Ayla trepó por las rocas y penetró por la abertura que había hecho. Alumbrándose con la trémula luz de la antorcha, bajó por la rampa de arena y arcilla, contando de nuevo los pasos. Esta vez necesitó sólo veintiocho pasos para llegar a la parte llana; con la antorcha para iluminar el camino, había podido dar pasos más largos. La ancha galería de la entrada se abría a una amplia cámara en forma de U. Ayla levantó la antorcha, miró alrededor y se le cortó la respiración.

Las paredes, resplandecientes por el recubrimiento de calcita cristalizada, eran superficies puras, limpias, prácticamente blancas. Avanzó poco a poco, y la luz de la antorcha creo en el relieve natural sombras animadas que se perseguían como si tuvieran vida y respiraran. Se acercó aún más a las paredes blancas, que comenzaban un poco por debajo de su barbilla –aproximadamente un metro y medio desde el suelo–, a partir de un saliente redondeado de piedra parduzca, y se arqueaban formando una curva hacia el techo. Antes de la visita a la profunda cueva de Roca de la Fuente no se le habría siquiera ocurrido, pero tras esa experiencia imaginó lo que un artista como Jonokol podría hacer en una cueva como aquélla.

Recorrió la cámara con sumo cuidado, siguiendo la pared. El suelo, desigual, estaba embarrado y resbalaba. En la base de la U, allí donde se curvaba, se abría una estrecha entrada a otra galería. Alzó la antorcha para observar el interior. La parte superior de las paredes era blanca y curva, pero la zona baja era un pasadizo delgado y tortuoso, por lo que Ayla prefirió no entrar. Continuó dando la vuelta y, a la derecha de la entrada de la galería del fondo, descubrió otro pasadizo, pero se limitó a echar un vistazo. Había decidido revelar su hallazgo a Jondalar y a los demás.

Ayla había visto muchas cuevas, la mayoría con hermosos carámbanos suspendidos del techo o cortinas de estalactitas que pendían de las paredes y los correspondientes depósitos de estalagmitas que surgían del suelo, pero nunca había visto una como aquélla. Era una cueva de piedra caliza, pero tenía una capa de marga impermeable que impedía el paso de las gotas de agua saturada de carbonato de calcio y, por consiguiente, la formación de estalactitas y estalagmitas.

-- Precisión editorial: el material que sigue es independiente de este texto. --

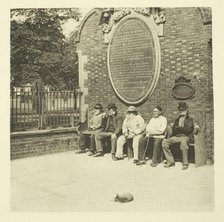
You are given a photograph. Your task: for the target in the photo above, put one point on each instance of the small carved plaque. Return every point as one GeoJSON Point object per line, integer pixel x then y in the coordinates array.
{"type": "Point", "coordinates": [183, 89]}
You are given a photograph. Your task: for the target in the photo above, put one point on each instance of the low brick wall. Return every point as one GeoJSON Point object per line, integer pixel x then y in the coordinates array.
{"type": "Point", "coordinates": [35, 143]}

En cambio, las paredes se hallaban revestidas de cristales de calcio que apenas crecían y formaban grandes paneles blancos que cubrían las prominencias y concavidades del relieve natural de la piedra. Era un lugar extraño y hermoso, la cueva más hermosa que había visto jamás.

Notó que disminuía la luz de la antorcha. Empezaba a acumularse carbón en la punta, y eso sofocaba la llama. En otra cueva simplemente habría dado un golpe contra la pared para desprender la madera quemada y avivar el fuego, pero eso habría dejado una marca negra. Allí, se sentía obligada a ir con cuidado; no podía eliminar el carbón a costa de ensuciar aquellas paredes blancas. Eligió una porción de pared de la franja inferior de piedra oscura. Parte del carbón cayó al suelo cuando golpeó la pared con la antorcha, y sintió ganas de limpiarlo. Aquel lugar tenía algo de sagrado; emanaba espiritualidad, un halo del otro mundo, y ella no deseaba profanarlo en modo alguno.

Movió la cabeza en un gesto de negación. «Por especial que sea, es sólo una cueva, pensó. Un poco de carbón en el suelo no hará ningún mal.» Además, vio que el lobo marcaba el lugar sin el menor reparo. Había ido levantando la pata de vez en cuando, proclamando con su aroma que aquél era su territorio. Pero sus marcas no llegaban a las partes blancas.